Regardez ce qui se passe en Irak, en Afghanistan." Et d’ajouter : "L’ONU
ne se déploie pas en tirant sur tout ce qui se bouge, mais parce que
les parties coopèrent."

Dans l’euphorie
de l’après-guerre froide, le Conseil de sécurité avait
multiplié les opérations de maintien de la paix.

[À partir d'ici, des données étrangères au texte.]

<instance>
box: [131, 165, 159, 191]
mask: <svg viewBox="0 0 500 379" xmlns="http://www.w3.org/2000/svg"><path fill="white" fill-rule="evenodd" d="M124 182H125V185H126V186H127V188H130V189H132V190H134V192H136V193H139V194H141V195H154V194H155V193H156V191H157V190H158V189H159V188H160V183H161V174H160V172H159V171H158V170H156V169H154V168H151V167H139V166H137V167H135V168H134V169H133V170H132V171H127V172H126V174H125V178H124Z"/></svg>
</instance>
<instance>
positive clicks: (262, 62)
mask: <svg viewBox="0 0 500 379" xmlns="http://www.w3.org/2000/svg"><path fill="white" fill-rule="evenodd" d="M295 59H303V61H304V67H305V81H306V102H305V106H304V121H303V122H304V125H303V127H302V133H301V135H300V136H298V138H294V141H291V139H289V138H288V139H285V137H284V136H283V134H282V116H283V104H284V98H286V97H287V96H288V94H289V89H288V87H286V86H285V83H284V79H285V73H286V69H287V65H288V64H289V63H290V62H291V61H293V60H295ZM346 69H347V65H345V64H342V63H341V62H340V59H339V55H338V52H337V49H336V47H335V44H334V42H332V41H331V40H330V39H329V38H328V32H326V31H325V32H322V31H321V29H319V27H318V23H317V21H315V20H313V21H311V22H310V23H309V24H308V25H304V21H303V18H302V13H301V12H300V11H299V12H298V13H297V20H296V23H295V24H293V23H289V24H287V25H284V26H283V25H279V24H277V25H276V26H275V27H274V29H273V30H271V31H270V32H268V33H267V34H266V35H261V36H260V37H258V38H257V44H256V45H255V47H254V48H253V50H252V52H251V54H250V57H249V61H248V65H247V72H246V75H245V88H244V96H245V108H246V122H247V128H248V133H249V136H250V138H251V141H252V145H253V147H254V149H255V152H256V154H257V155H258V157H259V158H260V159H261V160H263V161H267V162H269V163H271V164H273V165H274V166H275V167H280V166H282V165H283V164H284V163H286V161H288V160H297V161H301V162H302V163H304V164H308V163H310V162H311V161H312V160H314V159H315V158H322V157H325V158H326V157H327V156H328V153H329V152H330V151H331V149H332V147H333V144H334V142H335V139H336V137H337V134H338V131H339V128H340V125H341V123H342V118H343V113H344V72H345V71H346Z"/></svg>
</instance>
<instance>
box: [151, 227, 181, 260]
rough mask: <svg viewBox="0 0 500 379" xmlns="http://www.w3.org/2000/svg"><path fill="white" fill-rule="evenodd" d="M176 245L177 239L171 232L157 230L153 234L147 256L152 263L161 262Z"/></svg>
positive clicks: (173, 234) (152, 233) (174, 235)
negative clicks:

Certaines,
au Rwanda, en Bosnie ou en Somalie, se sont soldées de manière
tragique et ont laissé des traces parmi les pays contributeurs de troupes.
L’organisation en a tiré les leçons.

"Pour
qu’une opération de maintien de la paix fonctionne, il faut au minimum
un cessez-le-feu", rappelle le responsable de l’ONU. Selon ce spécialiste,
"au Darfour, on est obsédé par le nombre de casques bleus,
mais si on ne réunit pas les gens autour de la table, on n’ira nulle
part".

Le Conseil
de sécurité fait aussi pression sur les Nations unies pour déployer
une force à la frontière entre le Tchad et le Soudan, dans un
contexte jugé dangereux par les experts de l’ONU. "Les pays membres
du Conseil de sécurité sont prêts à envoyer des
Bangladais ou des Sénégalais au casse-pipe mais, s’insurge le
haut fonctionnaire, aucun d’eux n’a proposé un seul homme."